Awww she loves the baby how cute


----------



## PatienceFlame (Dec 22, 2009)

Yes she does<3


----------



## brandileigh080 (Mar 9, 2010)

Aww! That is the cutest thing!


----------



## PatienceFlame (Dec 22, 2009)

I know. I loved it out there. Riley LOVED the kids alot and she was so well behaved for a 11 month old pup.


----------



## Black Rabbit (Nov 14, 2009)

Awww she's such a good girl  Are you going to take her to shows?


----------



## megz (Jul 25, 2008)

awww cuteness!!
love that lil babers hair!!

i like how you wrangle the happy puppy tail! we have become pros at that!


----------



## PatienceFlame (Dec 22, 2009)

kg420 said:


> Awww she's such a good girl  Are you going to take her to shows?


Of course. =) and last week Riley's breeder e-mailed me back and we are arranging for her ADBA papers to be sent here in a few weeks<3 YAYNESS! it took forever and glad it is actually happening now. ugh



megz said:


> awww cuteness!!
> love that lil babers hair!!
> 
> i like how you wrangle the happy puppy tail! we have become pros at that!


lol, She has a hawk going on.

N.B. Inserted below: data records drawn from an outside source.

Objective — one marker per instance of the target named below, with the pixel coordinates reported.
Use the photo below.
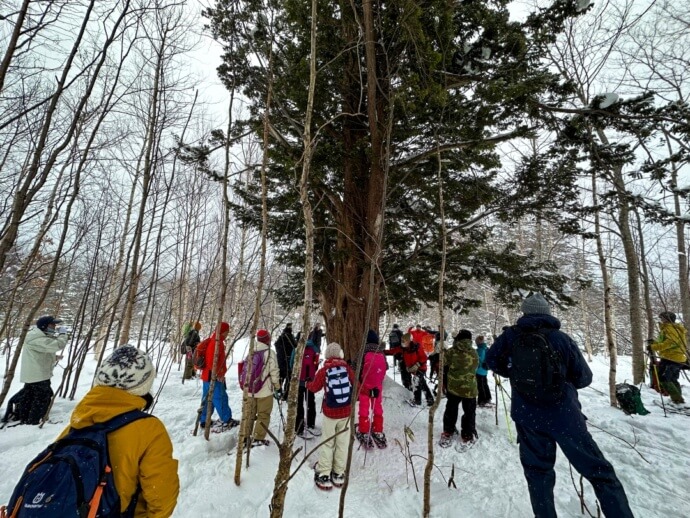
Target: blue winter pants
(220, 402)
(538, 455)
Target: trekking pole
(505, 410)
(652, 358)
(496, 382)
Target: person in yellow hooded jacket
(141, 451)
(672, 347)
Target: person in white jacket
(261, 393)
(39, 356)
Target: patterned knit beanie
(128, 369)
(333, 350)
(536, 305)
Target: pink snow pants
(365, 403)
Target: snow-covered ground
(489, 479)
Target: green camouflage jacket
(460, 364)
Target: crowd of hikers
(125, 466)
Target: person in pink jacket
(374, 367)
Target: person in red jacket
(220, 402)
(415, 361)
(336, 377)
(370, 431)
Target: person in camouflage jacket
(460, 386)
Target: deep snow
(488, 476)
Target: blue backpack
(72, 477)
(338, 387)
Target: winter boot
(365, 440)
(446, 440)
(337, 479)
(380, 439)
(323, 482)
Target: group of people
(546, 411)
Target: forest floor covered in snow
(651, 455)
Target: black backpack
(73, 476)
(629, 399)
(536, 368)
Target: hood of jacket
(534, 322)
(102, 403)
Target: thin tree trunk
(280, 485)
(608, 307)
(441, 303)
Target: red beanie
(263, 336)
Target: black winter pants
(36, 401)
(311, 409)
(484, 396)
(422, 386)
(405, 376)
(538, 455)
(468, 430)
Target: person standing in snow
(416, 364)
(541, 426)
(191, 340)
(394, 342)
(141, 453)
(219, 398)
(373, 372)
(460, 387)
(260, 403)
(39, 356)
(305, 398)
(284, 346)
(336, 378)
(483, 391)
(672, 346)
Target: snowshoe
(380, 439)
(365, 440)
(673, 409)
(337, 479)
(323, 482)
(224, 427)
(446, 440)
(304, 434)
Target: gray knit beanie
(535, 304)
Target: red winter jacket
(319, 382)
(208, 348)
(411, 355)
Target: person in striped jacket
(337, 379)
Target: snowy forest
(355, 164)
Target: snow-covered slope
(488, 476)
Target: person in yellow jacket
(141, 451)
(672, 346)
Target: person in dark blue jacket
(540, 426)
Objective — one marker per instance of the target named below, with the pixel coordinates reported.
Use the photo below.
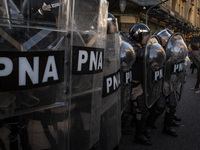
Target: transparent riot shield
(34, 100)
(128, 58)
(110, 132)
(174, 74)
(154, 59)
(88, 38)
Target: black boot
(176, 118)
(142, 139)
(167, 125)
(140, 136)
(151, 122)
(170, 131)
(175, 124)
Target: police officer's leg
(156, 111)
(141, 118)
(169, 116)
(125, 115)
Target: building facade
(178, 15)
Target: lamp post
(151, 8)
(122, 5)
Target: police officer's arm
(140, 54)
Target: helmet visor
(112, 25)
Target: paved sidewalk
(188, 133)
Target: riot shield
(34, 106)
(174, 74)
(128, 58)
(88, 25)
(154, 59)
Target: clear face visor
(48, 11)
(164, 36)
(112, 25)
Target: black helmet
(41, 9)
(111, 21)
(137, 31)
(164, 36)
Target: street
(188, 133)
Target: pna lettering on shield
(30, 69)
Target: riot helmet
(163, 36)
(138, 31)
(112, 25)
(128, 55)
(41, 9)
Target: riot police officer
(167, 98)
(138, 35)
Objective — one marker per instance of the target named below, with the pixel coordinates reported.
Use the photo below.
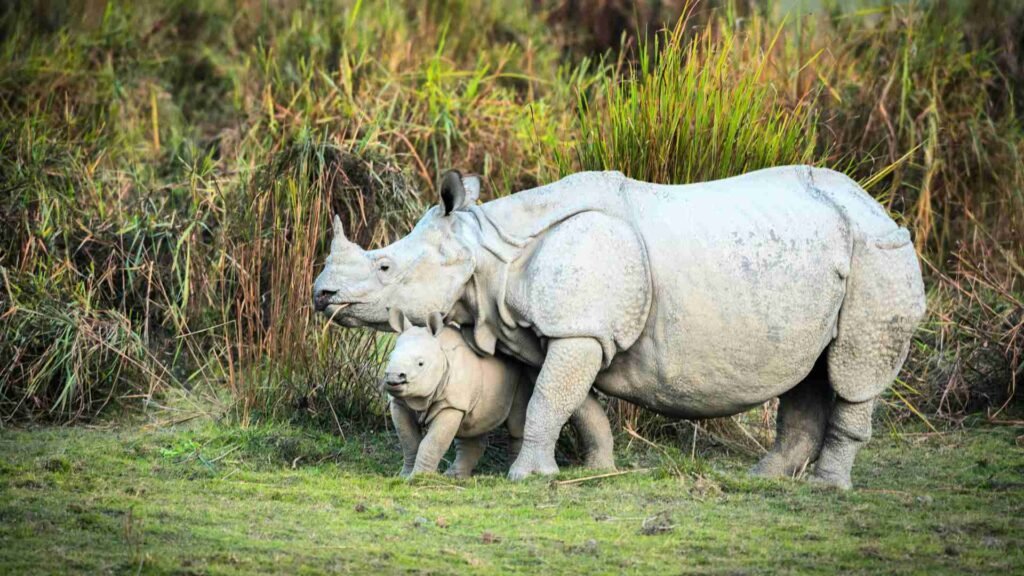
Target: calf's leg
(409, 436)
(435, 443)
(467, 453)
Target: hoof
(523, 467)
(836, 481)
(456, 472)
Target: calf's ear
(458, 192)
(435, 322)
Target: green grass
(168, 169)
(212, 499)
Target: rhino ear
(435, 322)
(396, 320)
(458, 192)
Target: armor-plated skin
(442, 391)
(693, 300)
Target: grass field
(213, 499)
(168, 171)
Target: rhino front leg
(567, 375)
(437, 440)
(468, 452)
(409, 436)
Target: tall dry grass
(168, 170)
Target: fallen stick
(598, 477)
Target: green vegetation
(271, 499)
(167, 173)
(169, 170)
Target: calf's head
(417, 364)
(422, 273)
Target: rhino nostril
(321, 298)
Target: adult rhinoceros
(692, 300)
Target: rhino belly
(748, 287)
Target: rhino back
(750, 274)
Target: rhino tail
(884, 302)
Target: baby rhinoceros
(441, 391)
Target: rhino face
(422, 273)
(417, 363)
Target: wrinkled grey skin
(442, 391)
(694, 300)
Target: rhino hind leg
(803, 415)
(566, 377)
(885, 300)
(591, 423)
(849, 428)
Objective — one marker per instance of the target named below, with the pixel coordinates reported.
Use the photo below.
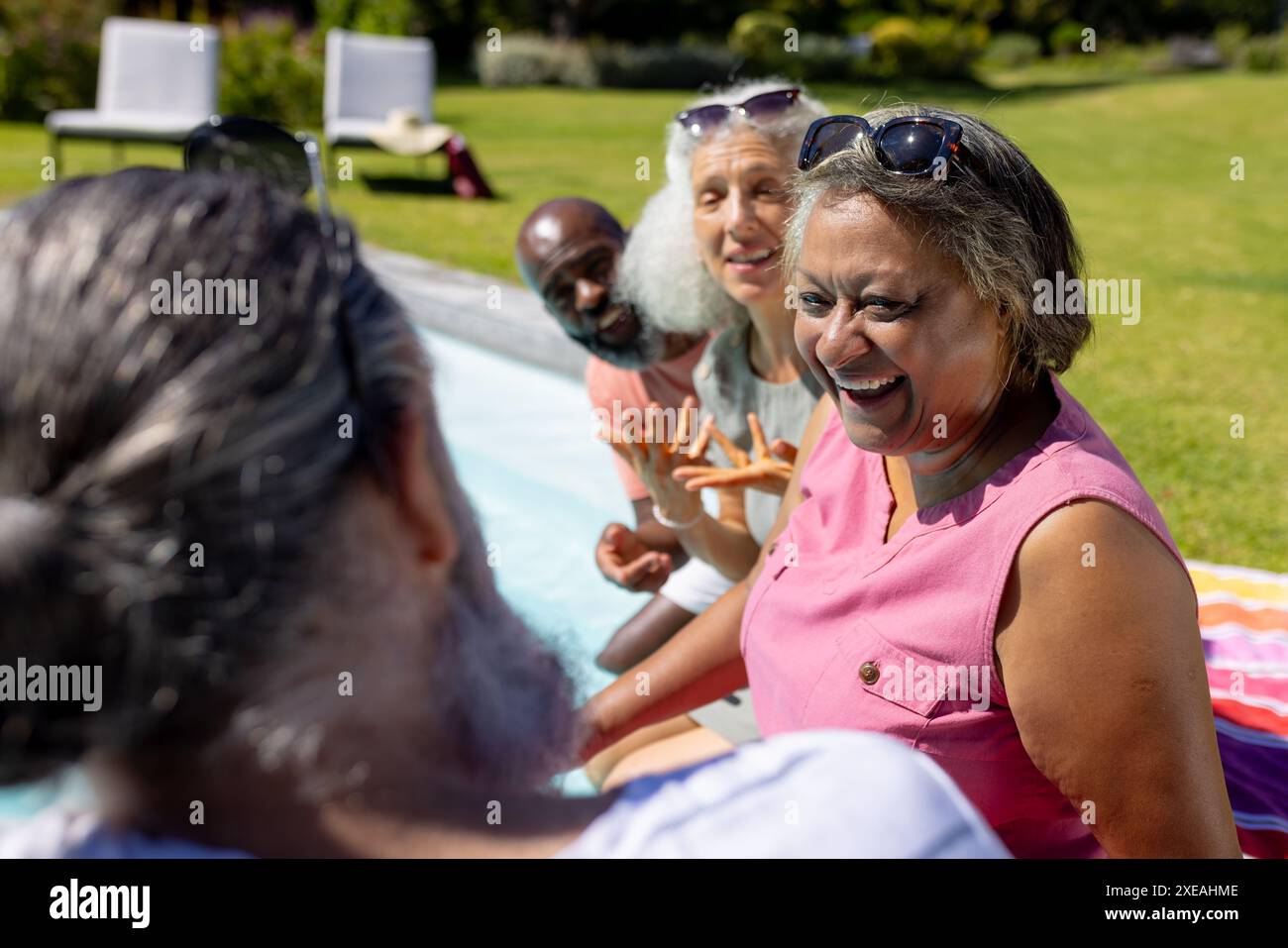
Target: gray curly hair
(661, 270)
(1003, 223)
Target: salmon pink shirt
(846, 630)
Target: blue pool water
(542, 487)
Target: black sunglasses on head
(911, 145)
(698, 121)
(291, 161)
(288, 159)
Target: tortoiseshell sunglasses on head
(911, 145)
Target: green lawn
(1144, 167)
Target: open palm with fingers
(768, 468)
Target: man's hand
(768, 468)
(625, 561)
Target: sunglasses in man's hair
(291, 161)
(911, 145)
(698, 121)
(288, 159)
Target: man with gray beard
(335, 675)
(575, 256)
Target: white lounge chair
(156, 81)
(370, 76)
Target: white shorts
(696, 586)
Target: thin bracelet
(673, 524)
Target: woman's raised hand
(768, 469)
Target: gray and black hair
(129, 437)
(1003, 223)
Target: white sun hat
(406, 133)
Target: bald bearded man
(567, 252)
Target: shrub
(50, 55)
(935, 47)
(1013, 51)
(759, 35)
(1265, 53)
(948, 48)
(897, 47)
(532, 59)
(1067, 38)
(270, 73)
(1229, 39)
(662, 67)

And That tail hurts when she whips you with it. I didn't want her smacking Hay Hay in the face with it YOUCH!!!!!!!


----------



## Mrskocurek (Apr 8, 2010)

she is so cute pretty baby to


----------



## dixieland (Aug 14, 2009)

Very cute!Riley is getting more and more stunning everyday.Thanks for sharing!


----------



## rednose_momma (Mar 16, 2010)

totally to cute omg!!!


----------



## NinaThePitbull (Feb 10, 2010)

adorable, love when he licks her face and she laughs.

you do realize , she would look awesome in a mohawk!!!
( not talking about Riley)


----------



## PatienceFlame (Dec 22, 2009)

Mrskocurek said:


> she is so cute pretty baby to


*Thanks*



dixieland said:


> Very cute!Riley is getting more and more stunning everyday.Thanks for sharing!


*Thank you dixieland. I always LOVE sharing. *



rednose_momma said:


> totally to cute omg!!!


 *haha, I know. isnt it too cute? makes you sick! lol*



NinaThePitbull said:


> adorable, love when he licks her face and she laughs.
> 
> you do realize , she would look awesome in a mohawk!!!
> ( not talking about Riley)


 *She loves to lick Hay Hay. It is her fav thing I guess. LOL! and actully, My sister does Mohawk her hair sometimes. it is fantastic<3*


----------



## Black Rabbit (Nov 14, 2009)

OMG That's so awesome she's gunna do great at the shows


----------



## PatienceFlame (Dec 22, 2009)

Hopefully. =)


----------



## Jblondie813 (Oct 1, 2008)

That video is so great! Thats how my boys would be! They wouldn't even give the baby/kid a chance to breathe lol they would lick them 2 death! LMAO 
& gotta watch that tail LOL 
I babysat this little 4yr old girl and she got whipped by Hov's tail cuz he was having so much fun with her and she started crying..i told her ya gotta watch out for his tail! haha u cant be by his tail when its a wagging! lol


----------



## PatienceFlame (Dec 22, 2009)

My sisters eldest is fine, she is 3 and never got smacked. only reason my girl was so happy was because she got to come out of the crate.


----------